You have a good point Egret and I've had to come off plane a few times to adjust the screen. The GO7 would look tiny compared to your 12" EVO, and lower res than a 7" HDS. But it works out nicely for the price and "really poor resolution" isn't accurate. Keep in mind also that small skiff guys aren't usually running and pinching all day...we're mostly fishing. 

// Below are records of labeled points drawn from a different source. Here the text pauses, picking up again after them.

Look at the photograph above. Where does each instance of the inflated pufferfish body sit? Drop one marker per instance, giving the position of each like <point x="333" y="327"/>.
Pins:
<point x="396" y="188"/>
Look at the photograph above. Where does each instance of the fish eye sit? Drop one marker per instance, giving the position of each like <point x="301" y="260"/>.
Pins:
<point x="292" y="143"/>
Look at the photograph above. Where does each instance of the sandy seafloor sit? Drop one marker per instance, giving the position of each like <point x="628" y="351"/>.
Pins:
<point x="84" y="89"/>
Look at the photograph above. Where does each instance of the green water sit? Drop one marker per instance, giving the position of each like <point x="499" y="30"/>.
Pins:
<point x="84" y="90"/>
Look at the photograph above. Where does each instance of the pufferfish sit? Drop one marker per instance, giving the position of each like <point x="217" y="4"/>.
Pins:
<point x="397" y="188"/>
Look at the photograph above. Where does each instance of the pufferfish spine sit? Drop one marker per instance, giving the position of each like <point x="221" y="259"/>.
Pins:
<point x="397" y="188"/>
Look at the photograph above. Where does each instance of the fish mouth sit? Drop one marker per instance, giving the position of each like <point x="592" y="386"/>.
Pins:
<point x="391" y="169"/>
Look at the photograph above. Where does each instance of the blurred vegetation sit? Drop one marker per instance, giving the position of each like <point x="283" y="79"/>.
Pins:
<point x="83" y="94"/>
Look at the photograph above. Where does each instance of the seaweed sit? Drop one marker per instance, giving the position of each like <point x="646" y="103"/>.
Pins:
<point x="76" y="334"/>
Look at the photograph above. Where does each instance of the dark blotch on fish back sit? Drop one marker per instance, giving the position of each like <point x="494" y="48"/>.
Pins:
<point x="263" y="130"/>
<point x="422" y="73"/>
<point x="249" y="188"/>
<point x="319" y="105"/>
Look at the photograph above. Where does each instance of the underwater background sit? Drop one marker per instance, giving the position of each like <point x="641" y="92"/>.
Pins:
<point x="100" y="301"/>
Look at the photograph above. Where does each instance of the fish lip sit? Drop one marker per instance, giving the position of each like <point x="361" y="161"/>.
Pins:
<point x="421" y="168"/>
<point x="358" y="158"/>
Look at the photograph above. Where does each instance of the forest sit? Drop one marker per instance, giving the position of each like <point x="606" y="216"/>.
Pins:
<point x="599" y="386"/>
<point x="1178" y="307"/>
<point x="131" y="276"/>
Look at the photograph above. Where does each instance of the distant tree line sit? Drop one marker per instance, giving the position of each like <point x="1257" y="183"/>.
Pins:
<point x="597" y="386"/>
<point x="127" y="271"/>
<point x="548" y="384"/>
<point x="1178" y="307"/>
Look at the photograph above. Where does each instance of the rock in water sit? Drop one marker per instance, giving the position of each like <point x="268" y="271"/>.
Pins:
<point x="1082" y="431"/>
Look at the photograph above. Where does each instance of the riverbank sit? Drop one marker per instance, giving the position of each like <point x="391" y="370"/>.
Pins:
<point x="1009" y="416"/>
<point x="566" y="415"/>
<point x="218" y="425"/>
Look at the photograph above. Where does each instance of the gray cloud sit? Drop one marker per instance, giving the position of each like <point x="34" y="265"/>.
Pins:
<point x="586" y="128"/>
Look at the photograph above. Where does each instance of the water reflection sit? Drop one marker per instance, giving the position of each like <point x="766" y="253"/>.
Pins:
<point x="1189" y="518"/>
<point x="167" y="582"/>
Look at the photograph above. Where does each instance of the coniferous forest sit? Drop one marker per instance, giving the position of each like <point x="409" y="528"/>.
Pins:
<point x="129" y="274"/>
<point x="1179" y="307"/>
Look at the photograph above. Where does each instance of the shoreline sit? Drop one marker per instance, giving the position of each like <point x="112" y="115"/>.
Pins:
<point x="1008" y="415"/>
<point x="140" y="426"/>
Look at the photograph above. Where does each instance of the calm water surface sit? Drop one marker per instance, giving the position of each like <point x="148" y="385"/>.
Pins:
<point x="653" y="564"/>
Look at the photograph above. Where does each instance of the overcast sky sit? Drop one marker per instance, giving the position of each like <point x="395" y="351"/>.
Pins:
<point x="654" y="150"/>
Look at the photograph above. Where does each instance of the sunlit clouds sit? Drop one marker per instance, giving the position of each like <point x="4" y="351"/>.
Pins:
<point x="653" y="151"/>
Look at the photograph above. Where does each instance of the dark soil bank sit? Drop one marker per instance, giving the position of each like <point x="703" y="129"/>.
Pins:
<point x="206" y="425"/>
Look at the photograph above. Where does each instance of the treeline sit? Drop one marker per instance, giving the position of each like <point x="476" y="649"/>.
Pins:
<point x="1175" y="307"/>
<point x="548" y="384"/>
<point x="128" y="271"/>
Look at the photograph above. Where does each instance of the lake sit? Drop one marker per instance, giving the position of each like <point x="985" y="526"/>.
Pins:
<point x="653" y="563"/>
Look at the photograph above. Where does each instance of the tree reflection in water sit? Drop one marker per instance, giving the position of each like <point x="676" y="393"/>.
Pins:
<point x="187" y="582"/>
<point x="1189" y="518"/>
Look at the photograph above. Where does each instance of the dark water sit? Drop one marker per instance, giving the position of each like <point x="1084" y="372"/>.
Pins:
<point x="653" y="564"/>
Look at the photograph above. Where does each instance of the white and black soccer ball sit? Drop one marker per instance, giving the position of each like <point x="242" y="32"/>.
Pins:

You make the maps and sell the units, so you know the technical facts and buyer options better than anyone. What's your advice for the guy who has $1100-$1200 max to spend on the whole package...the unit, transducer and chip?


----------



## Egrets Landing (Feb 11, 2016)

You could get an Elite Ti2 9" for less than that or better yet a Carbon 9". 10x better and more functional than any GO unit.


----------



## No Bait / Lures Only (Apr 10, 2011)

FSUDrew99 said:


> Has anyone run standard mapping??
> 
> Looks good and at a reasonable price


I used standard mapping on my 2 units, no issues n good customer service, had defective unit n was replaced with new n no charges.


----------



## Egrets Landing (Feb 11, 2016)

No Bait / Lures Only said:


> I used standard mapping on my 2 units, no issues n good customer service, had defective unit n was replaced with new n no charges.


Works fine if you are OK with 4 meter resolution that goes all fuzzy when zoomed and unnatural grey blue color for everything. But, compared to 1/2 meter resolution and natural color with all vector features noted, it doesn't compare.


----------



## No Bait / Lures Only (Apr 10, 2011)

Egrets Landing said:


> Works fine if you are OK with 4 meter resolution that goes all fuzzy when zoomed and unnatural grey blue color for everything. But, compared to 1/2 meter resolution and natural color with all vector features noted, it doesn't compare.


What did I say something wrong? I am using the chips louisiana/mississippi coast area n no issues.


----------



## Egrets Landing (Feb 11, 2016)

No Bait / Lures Only said:


> What did I say something wrong?


I think not. You just stated your liking to a product with 4m Res and blue grey imagery. Nothing wrong with that if that is what works best for you.


----------



## mpl1978 (Apr 14, 2016)

Lowrance hds 7 or the Lowrance ti2 9? So should I go with 7 inch carbon that has better resolution or the less resolution but larger screen! They are basically the same price


----------



## Egrets Landing (Feb 11, 2016)

Best to just take your chart to the store and load them on all of the machines and see for yourself.


----------



## devrep (Feb 22, 2009)

hell I have a 12" machine as I hoped I wouldn't need to keep putting my reading glasses on all the time but most of the time I still do.


----------



## mpl1978 (Apr 14, 2016)

Ok, I have narrowed the choices to HDS-7 inch or the Ti-2 9inch.......
The hds has better resolution but is smaller, although cheaper than the larger Ti-2 9inch. Thoughts?


----------



## HPXFLY (Aug 27, 2015)

Check Academy the carbon 7in on sale with total scan ducer for $699.. thats a steal


----------



## HPXFLY (Aug 27, 2015)

https://www.academy.com/shop/pdp/lowrance-hds-7-carbon-gps-sonar-combo-with-totalscan-transducer


----------



## mpl1978 (Apr 14, 2016)

i tried but it is in store only and I live 180 miles away!


----------